Thursday, July 26, 2007

Lay down the hunka hunka junka in the trunka, Torn Slatterns and Nugget Ranchers

How hot is it?
Man it has been hot. I’m sweating like Michael Vick at the Westminster Dog show.

Not good
Lindsay Lohan was reportedly extremely difficult and argumentative when she was arrested. Lindsay was so difficult, in addition to a DUI, she was charged with behaving like Rosie O’Donnell.

Feel good story
A tiny pet Chihuahua in Colorado got between a toddler and a rattlesnake and managed to fight off the rattler to save the little boy's life. The boy and the Chihuahua are fine.
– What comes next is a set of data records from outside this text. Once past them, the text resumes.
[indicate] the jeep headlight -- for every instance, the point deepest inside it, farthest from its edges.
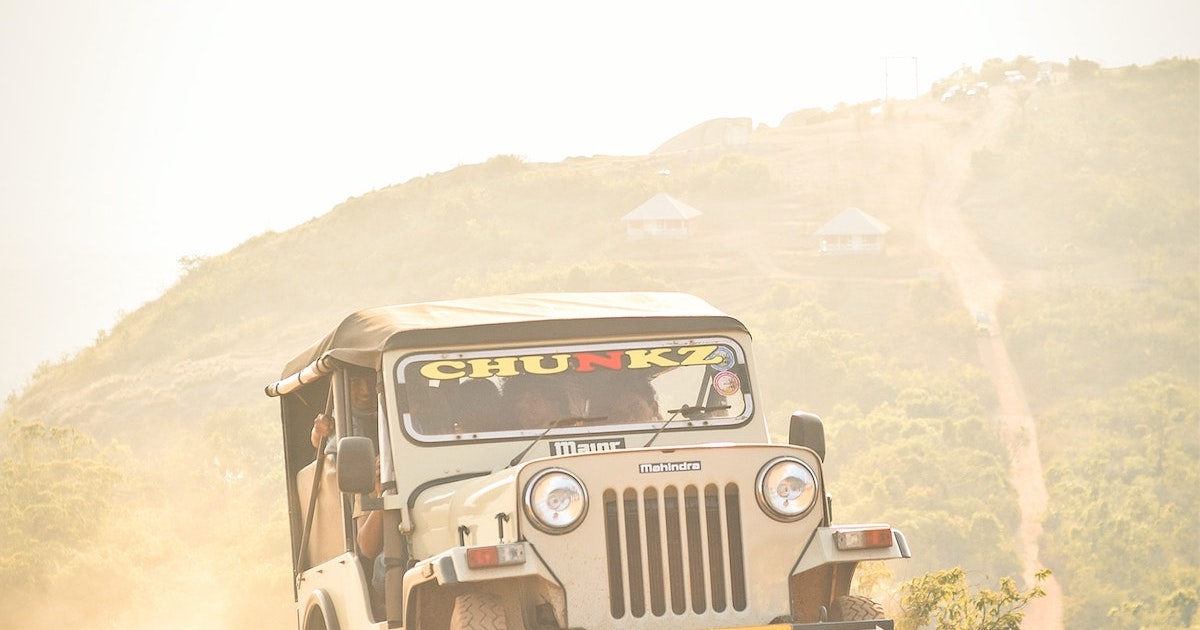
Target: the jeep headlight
(556, 501)
(786, 489)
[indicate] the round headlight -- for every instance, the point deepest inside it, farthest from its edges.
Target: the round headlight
(786, 489)
(556, 501)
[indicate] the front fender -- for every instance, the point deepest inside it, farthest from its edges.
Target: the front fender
(319, 606)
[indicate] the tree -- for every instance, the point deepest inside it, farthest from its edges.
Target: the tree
(57, 492)
(945, 598)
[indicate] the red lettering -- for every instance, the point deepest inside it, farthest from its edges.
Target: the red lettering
(588, 361)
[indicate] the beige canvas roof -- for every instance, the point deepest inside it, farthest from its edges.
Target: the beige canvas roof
(363, 336)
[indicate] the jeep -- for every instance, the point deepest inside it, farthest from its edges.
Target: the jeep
(558, 461)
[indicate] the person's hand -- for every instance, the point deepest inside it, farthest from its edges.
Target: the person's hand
(322, 426)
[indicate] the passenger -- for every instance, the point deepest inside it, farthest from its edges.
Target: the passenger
(627, 400)
(370, 539)
(534, 402)
(364, 412)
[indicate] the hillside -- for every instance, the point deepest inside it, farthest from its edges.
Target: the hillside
(1078, 207)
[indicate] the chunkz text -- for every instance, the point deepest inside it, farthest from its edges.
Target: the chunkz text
(583, 361)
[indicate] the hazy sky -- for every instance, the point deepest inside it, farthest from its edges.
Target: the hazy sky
(136, 132)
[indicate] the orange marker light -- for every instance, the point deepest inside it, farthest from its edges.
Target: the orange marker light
(867, 538)
(495, 556)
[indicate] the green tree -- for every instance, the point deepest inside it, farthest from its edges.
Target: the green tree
(945, 598)
(58, 486)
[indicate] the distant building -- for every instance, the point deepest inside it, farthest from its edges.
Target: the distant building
(852, 232)
(660, 217)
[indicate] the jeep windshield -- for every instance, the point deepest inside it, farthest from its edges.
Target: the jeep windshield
(522, 391)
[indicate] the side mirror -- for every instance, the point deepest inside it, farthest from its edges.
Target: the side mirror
(808, 431)
(355, 465)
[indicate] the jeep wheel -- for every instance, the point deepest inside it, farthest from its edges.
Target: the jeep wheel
(855, 609)
(478, 611)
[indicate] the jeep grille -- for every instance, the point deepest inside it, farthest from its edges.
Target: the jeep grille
(671, 549)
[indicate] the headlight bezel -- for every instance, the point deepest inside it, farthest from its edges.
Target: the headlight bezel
(538, 513)
(773, 472)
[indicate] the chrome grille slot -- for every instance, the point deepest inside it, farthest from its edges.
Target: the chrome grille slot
(673, 550)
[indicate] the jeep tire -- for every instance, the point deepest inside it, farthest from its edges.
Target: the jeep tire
(855, 609)
(478, 611)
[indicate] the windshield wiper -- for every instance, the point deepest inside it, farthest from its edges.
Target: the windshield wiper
(685, 411)
(558, 423)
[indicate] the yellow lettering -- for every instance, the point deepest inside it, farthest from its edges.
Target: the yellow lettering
(535, 364)
(501, 366)
(443, 370)
(643, 359)
(700, 355)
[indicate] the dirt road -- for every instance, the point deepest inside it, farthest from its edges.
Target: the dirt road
(981, 286)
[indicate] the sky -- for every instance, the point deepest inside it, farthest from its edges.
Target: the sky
(135, 133)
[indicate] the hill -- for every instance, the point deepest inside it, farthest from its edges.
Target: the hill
(1080, 193)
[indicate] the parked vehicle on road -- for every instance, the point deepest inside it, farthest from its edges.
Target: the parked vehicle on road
(561, 461)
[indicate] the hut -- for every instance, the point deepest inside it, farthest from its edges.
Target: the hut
(660, 217)
(852, 232)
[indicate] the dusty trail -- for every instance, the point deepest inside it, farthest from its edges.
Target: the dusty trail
(981, 286)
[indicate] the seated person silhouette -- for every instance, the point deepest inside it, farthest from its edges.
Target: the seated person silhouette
(475, 406)
(625, 400)
(534, 401)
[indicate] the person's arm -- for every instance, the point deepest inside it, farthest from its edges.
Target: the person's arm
(322, 427)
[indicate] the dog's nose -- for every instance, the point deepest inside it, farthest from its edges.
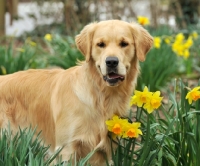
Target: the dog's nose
(112, 61)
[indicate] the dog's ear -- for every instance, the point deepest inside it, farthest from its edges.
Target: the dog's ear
(143, 41)
(84, 40)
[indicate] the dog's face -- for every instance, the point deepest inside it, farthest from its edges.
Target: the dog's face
(112, 45)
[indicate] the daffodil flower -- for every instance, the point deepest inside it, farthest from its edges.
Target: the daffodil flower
(121, 127)
(143, 20)
(157, 42)
(116, 125)
(140, 97)
(193, 95)
(132, 130)
(153, 102)
(48, 37)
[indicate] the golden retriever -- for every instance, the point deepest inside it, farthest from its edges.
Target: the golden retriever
(71, 106)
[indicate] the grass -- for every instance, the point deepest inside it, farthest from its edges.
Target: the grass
(170, 135)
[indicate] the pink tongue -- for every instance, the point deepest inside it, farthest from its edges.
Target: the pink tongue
(113, 75)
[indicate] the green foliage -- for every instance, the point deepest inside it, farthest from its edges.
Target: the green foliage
(157, 69)
(23, 149)
(16, 59)
(170, 136)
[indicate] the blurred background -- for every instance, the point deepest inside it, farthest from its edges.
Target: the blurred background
(69, 16)
(40, 34)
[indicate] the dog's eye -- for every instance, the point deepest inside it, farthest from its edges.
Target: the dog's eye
(123, 44)
(101, 44)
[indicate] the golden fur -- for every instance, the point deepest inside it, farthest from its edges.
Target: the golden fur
(71, 106)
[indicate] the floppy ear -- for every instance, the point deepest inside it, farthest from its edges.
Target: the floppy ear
(84, 40)
(143, 41)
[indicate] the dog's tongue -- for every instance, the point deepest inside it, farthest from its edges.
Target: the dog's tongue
(113, 75)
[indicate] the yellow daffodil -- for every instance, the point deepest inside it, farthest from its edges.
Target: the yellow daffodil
(116, 125)
(188, 43)
(140, 97)
(153, 102)
(179, 37)
(168, 39)
(194, 35)
(132, 130)
(20, 49)
(121, 127)
(157, 42)
(143, 20)
(48, 37)
(193, 95)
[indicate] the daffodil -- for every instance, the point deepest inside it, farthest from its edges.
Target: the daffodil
(116, 125)
(132, 130)
(140, 98)
(168, 39)
(143, 20)
(153, 102)
(193, 95)
(157, 42)
(194, 35)
(48, 37)
(179, 37)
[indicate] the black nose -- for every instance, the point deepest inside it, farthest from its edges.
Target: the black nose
(112, 61)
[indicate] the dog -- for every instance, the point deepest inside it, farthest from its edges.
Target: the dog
(71, 106)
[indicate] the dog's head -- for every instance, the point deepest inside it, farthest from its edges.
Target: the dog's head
(112, 45)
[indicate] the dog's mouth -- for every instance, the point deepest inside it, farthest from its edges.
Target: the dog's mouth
(112, 78)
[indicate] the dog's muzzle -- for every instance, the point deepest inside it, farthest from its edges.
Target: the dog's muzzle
(112, 76)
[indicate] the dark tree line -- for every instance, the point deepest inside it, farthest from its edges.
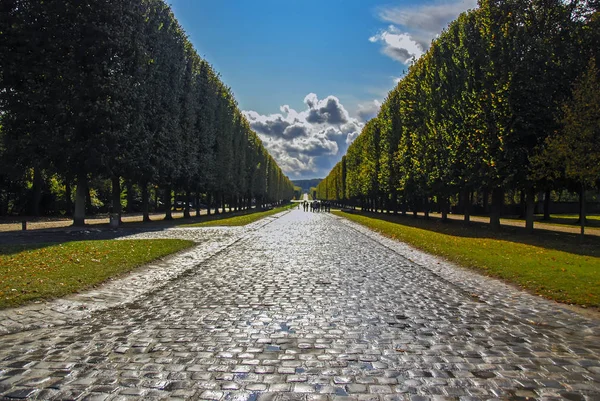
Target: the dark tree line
(113, 90)
(506, 100)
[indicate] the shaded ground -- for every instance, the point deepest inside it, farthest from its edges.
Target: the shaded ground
(313, 307)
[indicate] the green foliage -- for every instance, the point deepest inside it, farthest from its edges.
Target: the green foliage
(32, 272)
(474, 112)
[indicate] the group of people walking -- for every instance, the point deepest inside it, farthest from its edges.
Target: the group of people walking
(316, 206)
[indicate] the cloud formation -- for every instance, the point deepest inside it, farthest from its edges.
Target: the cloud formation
(420, 25)
(307, 144)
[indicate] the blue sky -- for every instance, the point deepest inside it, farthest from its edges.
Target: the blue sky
(309, 73)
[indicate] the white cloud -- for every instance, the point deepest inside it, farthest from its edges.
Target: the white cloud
(307, 143)
(421, 24)
(398, 45)
(367, 111)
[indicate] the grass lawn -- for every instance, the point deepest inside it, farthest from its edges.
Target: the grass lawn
(555, 265)
(32, 272)
(572, 219)
(237, 219)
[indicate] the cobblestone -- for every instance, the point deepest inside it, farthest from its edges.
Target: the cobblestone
(306, 307)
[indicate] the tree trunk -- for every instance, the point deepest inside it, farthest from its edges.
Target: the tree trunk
(547, 205)
(582, 210)
(466, 195)
(497, 204)
(68, 200)
(529, 208)
(485, 197)
(444, 207)
(523, 204)
(186, 208)
(81, 194)
(168, 213)
(145, 202)
(38, 182)
(88, 199)
(116, 196)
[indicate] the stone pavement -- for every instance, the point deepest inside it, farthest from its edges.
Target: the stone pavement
(312, 307)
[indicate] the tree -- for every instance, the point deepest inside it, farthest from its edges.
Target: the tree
(577, 145)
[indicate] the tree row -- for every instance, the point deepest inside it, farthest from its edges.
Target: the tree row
(507, 99)
(113, 89)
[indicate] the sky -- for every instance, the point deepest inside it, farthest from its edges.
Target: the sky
(308, 74)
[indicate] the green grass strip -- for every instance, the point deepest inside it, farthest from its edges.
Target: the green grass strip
(555, 267)
(34, 272)
(238, 219)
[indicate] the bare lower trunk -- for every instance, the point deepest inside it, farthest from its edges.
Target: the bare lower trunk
(80, 200)
(168, 213)
(68, 200)
(467, 205)
(547, 205)
(186, 208)
(529, 208)
(145, 202)
(497, 205)
(129, 189)
(38, 182)
(582, 210)
(116, 196)
(444, 207)
(197, 199)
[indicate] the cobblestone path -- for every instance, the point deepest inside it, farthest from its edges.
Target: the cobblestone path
(312, 307)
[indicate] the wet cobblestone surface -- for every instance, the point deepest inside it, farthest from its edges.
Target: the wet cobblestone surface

This is a truly touching story to everyone but Michael Vick. He had his money on the rattlesnake.

Yikes
There was a record turnout for David Beckham’s soccer debut in Los Angeles. Did you see how skinny Beckham’s wife., Victoria, is? Man, forget Posh Spice, now she is “Would It Kill You To Eat a Sandwich?” Spice.

Ewwwwww
Yesterday in 776 AD was the first Olympic Games in Greece. Did you know they competed naked? It was great for everybody but the men’s high hurdles, that took an ugly turn.

Again, not good
The NFL’s Michael Vick is indicted for dog fighting, the NBA’s, Tim Donaghy is accused of fixing games he refereed and the leading team in the Tour De France was caught blood doping and Barry Bonds is under federal investigation for perjury. You know things are bad when the classiest act in pro sports is boxing’s Don King.

Imagine that?
Comic/Con is in San Diego. It is a huge convention for comic book lovers. It’s wild, the hookers get paid to play Dungeon and Dragons.

Again, again, not good
I’m not sure how serious the democratic debate with questions from YouTube was. Like that question for John Edwards: “When shampooing, is it rinse, lather and repeat or rinse, lather, rinse repeat?”

Ouch
A White House spokesperson said that, after undergoing his colonoscopy and polyp removal, President Bush rode his mountain bike. Ouch. That’s like getting a nose job and then boxing three rounds.

Maybe this guy really is dumb. Who thinks, “I just had a huge colonoscopy and five polyps removed. What should I do now? I know, I’ll go ride a bike.”